Provision for current tax is made after taking in to consideration benefits admissible under the provisions of the Income Tax Act, 1961, Deferred tax resulting from "timing difference" between taxable and accounting income is accounted for using the tax rates and law that are enacted or substantively enected as on the balance sheet date. Deferred tax assets is recognised and carried forward only to the extent that there is virtual certainty that the assets will be realised in future.

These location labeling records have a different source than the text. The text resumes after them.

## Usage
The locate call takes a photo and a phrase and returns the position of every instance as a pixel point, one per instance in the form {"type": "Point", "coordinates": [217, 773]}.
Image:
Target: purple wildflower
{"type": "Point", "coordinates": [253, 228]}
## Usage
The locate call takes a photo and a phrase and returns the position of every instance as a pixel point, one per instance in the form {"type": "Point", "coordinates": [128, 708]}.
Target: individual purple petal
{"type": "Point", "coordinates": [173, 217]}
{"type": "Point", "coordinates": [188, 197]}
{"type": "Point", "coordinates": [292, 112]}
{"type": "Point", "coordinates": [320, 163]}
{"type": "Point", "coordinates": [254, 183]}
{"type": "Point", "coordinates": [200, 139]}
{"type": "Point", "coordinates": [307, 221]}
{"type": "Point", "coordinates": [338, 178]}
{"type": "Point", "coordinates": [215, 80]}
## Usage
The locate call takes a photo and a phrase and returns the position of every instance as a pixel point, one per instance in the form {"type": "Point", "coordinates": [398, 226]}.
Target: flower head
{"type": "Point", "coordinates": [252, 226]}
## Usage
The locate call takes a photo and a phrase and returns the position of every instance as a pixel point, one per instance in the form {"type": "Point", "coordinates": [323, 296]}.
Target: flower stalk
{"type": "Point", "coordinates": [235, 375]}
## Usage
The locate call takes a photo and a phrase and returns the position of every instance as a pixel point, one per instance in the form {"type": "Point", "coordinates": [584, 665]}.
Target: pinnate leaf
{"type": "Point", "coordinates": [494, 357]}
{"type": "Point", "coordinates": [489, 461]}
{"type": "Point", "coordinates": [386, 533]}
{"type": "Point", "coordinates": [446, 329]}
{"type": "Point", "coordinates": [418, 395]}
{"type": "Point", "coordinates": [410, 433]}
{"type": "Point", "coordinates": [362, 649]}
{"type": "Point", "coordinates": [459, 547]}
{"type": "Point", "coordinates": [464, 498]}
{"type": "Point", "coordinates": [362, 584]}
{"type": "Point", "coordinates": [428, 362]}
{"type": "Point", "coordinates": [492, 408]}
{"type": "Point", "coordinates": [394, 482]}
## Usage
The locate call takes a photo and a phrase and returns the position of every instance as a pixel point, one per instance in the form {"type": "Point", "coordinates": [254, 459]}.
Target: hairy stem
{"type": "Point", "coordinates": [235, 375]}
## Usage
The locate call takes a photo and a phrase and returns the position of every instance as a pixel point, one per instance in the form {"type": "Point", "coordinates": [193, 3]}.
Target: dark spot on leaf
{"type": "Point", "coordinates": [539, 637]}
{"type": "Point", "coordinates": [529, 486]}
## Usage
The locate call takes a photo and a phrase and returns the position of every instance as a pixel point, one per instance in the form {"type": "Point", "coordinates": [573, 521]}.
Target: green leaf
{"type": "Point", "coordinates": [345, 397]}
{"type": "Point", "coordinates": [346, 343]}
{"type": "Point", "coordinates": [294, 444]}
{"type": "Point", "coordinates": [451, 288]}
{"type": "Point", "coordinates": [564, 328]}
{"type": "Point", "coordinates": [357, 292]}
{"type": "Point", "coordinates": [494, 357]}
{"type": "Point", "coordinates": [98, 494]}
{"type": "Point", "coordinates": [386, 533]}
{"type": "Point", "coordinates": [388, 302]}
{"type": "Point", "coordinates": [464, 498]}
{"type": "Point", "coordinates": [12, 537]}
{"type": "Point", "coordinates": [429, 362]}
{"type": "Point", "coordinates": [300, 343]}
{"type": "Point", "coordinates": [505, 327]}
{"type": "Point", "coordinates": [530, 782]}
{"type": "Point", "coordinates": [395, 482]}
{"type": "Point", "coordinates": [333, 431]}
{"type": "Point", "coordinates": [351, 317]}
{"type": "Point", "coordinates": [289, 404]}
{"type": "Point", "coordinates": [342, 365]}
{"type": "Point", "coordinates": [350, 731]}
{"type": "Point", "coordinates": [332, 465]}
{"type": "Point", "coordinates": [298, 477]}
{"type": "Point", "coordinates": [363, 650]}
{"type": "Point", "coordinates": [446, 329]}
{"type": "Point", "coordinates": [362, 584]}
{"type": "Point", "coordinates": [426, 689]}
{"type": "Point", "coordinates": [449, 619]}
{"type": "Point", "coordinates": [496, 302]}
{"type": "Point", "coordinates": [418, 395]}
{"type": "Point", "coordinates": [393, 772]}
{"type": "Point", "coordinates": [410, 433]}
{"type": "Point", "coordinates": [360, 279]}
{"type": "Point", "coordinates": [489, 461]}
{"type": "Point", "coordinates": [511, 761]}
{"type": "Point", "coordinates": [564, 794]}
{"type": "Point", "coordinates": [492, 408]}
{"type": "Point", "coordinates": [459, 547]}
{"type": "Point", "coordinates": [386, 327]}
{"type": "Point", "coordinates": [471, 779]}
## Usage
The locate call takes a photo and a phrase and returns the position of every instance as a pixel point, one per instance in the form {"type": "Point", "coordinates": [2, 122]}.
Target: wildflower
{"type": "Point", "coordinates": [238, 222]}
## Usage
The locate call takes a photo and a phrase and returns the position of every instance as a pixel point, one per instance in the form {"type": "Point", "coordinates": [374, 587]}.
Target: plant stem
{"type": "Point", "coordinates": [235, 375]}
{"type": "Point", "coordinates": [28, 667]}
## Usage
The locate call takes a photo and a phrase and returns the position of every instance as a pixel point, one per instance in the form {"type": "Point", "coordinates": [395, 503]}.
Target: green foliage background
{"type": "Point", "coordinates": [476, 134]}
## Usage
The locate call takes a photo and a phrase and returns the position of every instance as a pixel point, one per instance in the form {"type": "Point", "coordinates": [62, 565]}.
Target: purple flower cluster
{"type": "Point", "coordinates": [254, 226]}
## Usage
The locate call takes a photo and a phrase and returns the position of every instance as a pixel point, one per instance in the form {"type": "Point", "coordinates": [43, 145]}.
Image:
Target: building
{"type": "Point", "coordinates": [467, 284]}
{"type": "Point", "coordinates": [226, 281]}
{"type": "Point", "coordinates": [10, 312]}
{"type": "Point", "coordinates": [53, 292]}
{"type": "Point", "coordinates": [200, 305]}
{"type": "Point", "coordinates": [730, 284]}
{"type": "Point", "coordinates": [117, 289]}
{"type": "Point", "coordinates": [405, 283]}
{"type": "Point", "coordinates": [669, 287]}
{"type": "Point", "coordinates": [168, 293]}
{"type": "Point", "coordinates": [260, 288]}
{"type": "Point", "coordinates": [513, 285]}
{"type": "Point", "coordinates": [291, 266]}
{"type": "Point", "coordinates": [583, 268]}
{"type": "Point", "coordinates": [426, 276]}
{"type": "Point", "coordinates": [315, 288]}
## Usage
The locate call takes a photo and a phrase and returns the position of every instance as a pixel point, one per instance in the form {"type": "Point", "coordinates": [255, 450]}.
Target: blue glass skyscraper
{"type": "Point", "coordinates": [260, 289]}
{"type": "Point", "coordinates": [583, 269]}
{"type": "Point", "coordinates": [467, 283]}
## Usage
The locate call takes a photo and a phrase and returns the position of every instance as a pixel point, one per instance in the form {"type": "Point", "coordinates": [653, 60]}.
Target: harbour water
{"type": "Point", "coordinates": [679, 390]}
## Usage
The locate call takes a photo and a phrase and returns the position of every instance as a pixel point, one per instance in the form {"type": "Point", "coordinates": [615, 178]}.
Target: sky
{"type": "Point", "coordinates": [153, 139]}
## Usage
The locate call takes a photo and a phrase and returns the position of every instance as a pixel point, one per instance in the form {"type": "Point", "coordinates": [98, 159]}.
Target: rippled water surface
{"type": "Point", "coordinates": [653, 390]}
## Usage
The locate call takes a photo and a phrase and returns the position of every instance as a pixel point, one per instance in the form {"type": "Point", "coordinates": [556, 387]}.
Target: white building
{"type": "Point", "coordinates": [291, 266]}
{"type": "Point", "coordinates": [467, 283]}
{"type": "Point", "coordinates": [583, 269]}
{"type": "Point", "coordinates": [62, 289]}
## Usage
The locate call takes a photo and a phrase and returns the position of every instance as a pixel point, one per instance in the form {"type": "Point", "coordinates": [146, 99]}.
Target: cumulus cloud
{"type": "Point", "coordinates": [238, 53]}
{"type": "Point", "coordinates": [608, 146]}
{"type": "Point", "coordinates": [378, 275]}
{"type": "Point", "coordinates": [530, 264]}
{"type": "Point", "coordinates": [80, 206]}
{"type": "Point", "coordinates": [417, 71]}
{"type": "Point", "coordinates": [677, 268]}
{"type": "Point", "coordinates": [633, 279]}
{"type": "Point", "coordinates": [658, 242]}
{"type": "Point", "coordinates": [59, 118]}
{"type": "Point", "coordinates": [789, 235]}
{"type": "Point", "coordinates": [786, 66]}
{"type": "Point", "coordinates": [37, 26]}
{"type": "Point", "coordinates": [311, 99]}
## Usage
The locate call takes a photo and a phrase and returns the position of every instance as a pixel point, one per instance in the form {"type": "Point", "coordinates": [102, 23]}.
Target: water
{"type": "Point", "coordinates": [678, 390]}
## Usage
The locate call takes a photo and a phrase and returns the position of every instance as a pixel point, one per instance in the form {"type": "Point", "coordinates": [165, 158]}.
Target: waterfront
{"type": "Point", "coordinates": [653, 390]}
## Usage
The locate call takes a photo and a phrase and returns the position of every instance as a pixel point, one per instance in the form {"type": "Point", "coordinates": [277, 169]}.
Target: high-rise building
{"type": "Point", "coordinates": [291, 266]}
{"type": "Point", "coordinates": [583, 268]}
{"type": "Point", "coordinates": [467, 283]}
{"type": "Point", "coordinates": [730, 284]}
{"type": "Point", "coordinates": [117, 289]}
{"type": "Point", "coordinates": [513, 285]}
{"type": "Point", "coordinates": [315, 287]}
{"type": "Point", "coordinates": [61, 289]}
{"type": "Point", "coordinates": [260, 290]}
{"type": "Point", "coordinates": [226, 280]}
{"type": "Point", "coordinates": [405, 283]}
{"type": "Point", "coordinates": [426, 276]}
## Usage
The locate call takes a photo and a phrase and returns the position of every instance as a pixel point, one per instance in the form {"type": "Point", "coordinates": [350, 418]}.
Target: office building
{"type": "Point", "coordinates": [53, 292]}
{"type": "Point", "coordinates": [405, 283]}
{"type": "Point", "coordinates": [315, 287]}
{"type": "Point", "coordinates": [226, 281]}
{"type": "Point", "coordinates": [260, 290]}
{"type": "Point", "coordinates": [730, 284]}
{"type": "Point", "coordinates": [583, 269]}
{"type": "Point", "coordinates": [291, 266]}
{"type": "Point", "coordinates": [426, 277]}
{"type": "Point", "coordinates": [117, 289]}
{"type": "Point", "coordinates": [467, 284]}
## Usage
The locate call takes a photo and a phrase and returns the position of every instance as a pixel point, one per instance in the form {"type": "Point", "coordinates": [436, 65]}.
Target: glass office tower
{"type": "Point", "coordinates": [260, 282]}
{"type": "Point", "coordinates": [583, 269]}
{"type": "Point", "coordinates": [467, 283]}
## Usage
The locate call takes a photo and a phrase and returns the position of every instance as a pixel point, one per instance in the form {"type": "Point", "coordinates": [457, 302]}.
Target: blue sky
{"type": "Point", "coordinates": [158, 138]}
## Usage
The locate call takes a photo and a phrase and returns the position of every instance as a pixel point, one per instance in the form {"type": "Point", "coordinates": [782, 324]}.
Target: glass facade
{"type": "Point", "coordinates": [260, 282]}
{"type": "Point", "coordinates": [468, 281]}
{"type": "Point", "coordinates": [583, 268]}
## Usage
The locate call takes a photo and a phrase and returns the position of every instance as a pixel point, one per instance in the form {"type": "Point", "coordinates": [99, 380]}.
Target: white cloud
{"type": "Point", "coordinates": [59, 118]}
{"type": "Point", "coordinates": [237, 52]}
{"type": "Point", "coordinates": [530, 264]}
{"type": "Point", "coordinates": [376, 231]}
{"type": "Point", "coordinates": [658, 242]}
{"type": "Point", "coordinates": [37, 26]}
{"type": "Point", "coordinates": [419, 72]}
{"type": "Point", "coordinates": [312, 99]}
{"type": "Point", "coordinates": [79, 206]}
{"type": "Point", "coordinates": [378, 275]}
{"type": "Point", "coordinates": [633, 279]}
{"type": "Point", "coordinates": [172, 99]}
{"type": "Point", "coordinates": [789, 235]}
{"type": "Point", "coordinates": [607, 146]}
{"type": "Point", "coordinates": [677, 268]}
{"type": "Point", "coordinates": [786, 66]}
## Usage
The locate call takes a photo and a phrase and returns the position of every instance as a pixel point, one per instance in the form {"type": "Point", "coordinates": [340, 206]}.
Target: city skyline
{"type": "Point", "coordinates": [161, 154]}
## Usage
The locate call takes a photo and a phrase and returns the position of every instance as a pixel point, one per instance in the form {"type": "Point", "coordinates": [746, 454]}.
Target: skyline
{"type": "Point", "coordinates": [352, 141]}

h) Provision & Contingent Liability
A provision is recognized when there is a present obligation as a result of past event, that probably requires an outflow of resources and a reliable estmate can be made to settle the amount of obligation. These are reviewed at each year end and adjusted to reflect the best current estmates. Contingent liabilities are not recognised but disclosed in the financial statements.
Mar 31, 2012
A, Basis of Preparation of Financial Statements
The financial statements are prepared under the historical cost convention in accordance with the generally accepted accounting principles in India and the provisions of the Companies Act, 1956,
B, Use of Estimates
The preparation of financial statements requires estimates and assumptions to be made that affect the reported amount of assets and liabilities on the date of the financial statements and the reported amount of revenues and expenses during the reporting period. Difference between the actual results and estimates are recognized in the period in which the results are known materialized.
C, Revenue Recognition
All items of Incomes accounted for on accrual basis except where ultimate collection of the same lacks reasonable certainty.
All items of Expenditures are accounted on accrual basis,
E, Provision for Income Tax and Deferred Tax
Provision for income Tax is made after taking into consideration benefits admissible under the provisions or the Income Tax Act, 1961.
The Company has not recognized any deferred taxes (asset/liability) subject to consideration of prudence,
F, Provision, Contingent Liabilities and Contingent Assets
Provisions involving substantial degree of estimation in measurement are recognized when there is a present obligation as a result of past events and it is probable that there will be an outflow of resources. Contingent Liabilities are not recognized but are disclosed in the notes. Contingent Assets are neither recognized nor disclosed in the financial statements.
G, Preliminary Expenses
Preliminary Expenses are to be amortized equally over the period of five years from the year in which business is commenced.
H. Fixed Assets
Fixed assets are stated at acquisition cost less depreciation. Cost includes taxes, duties, freight, installation and other direct or allocated expenses.
Depreciation on Fixed Assets is provided on Written Down Method (WDV) at (he rates and in the manner prescribed in Schedule XIV of the Companies Act, 1956 (As amended). Depreciation is provided on pro- rata basis on additions and deletions from the date the assets were put to use or up to the date of sale,'transfer as the case may be.